Soirées d'appartement : les jeux de hasard à l'honneur
Sans même se focaliser sur le couple royal, on constate que le jeu a bouleversé l'existence de nombreuses personnes à la Cour, ne serait-ce que par les fortunes qu'il a contribué à faire et surtout, défaire. La quasi-totalité des jeux étaient à mise, et les sommes pouvaient rapidement grimper dans l'ivresse des soirées.

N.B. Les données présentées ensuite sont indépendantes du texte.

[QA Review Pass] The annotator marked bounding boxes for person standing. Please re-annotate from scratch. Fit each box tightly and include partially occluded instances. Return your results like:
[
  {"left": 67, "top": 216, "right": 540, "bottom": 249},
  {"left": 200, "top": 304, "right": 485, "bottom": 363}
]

Certains en ont profité pour s'enrichir considérablement : c'est par exemple le cas du marquis de Dangeau, connu pour son Journal narrant la vie de Louis XIV quotidiennement pendant 36 ans. Sa façon de jouer est à l'image de son style en littérature : froide, voire ennuyeuse, mais terriblement efficace. Des témoignages d'époque affirment qu'il était l'un des seuls membres de la Cour à « jouer sérieusement » pendant que les autres invités évoquaient bruyamment leurs cartes en main, sans se soucier le moins de monde du résultat de la partie. Pour reprendre des termes du poker actuel : il était l'un des premiers sharks dans un océan de fishes.

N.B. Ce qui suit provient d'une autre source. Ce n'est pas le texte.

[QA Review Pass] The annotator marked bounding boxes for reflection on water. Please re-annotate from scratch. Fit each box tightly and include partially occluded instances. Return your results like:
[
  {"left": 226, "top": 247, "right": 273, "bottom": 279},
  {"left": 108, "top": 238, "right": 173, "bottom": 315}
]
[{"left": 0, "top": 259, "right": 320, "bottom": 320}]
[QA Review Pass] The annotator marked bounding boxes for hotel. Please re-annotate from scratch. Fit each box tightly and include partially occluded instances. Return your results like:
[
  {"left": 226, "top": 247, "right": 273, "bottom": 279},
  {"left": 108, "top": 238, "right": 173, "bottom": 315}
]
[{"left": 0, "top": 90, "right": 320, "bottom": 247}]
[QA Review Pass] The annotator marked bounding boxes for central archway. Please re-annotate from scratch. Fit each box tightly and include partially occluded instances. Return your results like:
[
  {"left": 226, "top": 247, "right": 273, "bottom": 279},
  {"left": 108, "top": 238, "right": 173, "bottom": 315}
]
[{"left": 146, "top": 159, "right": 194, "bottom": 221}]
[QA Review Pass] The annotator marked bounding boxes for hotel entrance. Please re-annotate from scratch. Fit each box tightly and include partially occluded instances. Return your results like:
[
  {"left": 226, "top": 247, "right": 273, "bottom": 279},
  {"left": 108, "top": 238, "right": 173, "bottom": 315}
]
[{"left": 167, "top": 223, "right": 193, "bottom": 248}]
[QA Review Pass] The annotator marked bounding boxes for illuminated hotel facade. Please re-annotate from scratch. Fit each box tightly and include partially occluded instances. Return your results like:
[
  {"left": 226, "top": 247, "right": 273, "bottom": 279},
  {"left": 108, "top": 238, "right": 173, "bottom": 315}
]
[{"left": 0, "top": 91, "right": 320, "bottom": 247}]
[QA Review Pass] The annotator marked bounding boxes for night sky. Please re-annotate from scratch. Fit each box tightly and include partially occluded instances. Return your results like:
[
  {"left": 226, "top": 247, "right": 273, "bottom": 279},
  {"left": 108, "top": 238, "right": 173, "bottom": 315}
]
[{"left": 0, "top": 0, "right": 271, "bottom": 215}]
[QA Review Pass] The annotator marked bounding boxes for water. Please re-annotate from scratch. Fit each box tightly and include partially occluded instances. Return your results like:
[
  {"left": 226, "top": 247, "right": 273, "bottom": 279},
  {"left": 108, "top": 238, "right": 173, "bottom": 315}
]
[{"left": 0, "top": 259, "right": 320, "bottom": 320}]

« Ce qu'on appelait appartement était le concours de toute la cour depuis sept heures du soir jusqu'à dix, que le Roi se mettait à table, dans le grand appartement, depuis un des salons du bout de la grande galerie [le Salon de Jupiter] jusque vers la tribune de la grande chapelle. D'abord il y avait une musique ; puis des tables par toutes les pièces, toutes prêtes pour toutes sortes de jeux ; un lansquenet où Monseigneur et Monsieur jouaient toujours ; un billard : en un mot, liberté entière de faire des parties avec qui on voulait, et de demander des tables si elles se trouvaient toutes remplies. Au-delà du billard, il y avait une pièce destinée aux rafraîchissements ; et tout parfaitement éclairé. Au commencement que cela fut établi, le Roi y allait, et y jouait quelque temps ; mais dès lors il y avait longtemps qu'il n'y allait plus, mais il voulait qu'on y fût assidu, et chacun s'empressait à lui plaire. »
Parmi les jeux évoqués par Saint-Simon, on reconnaît évidemment le billard, divertissement central à la Cour, très prisé notamment de Louis XIV qui pouvait y jouer des heures durant.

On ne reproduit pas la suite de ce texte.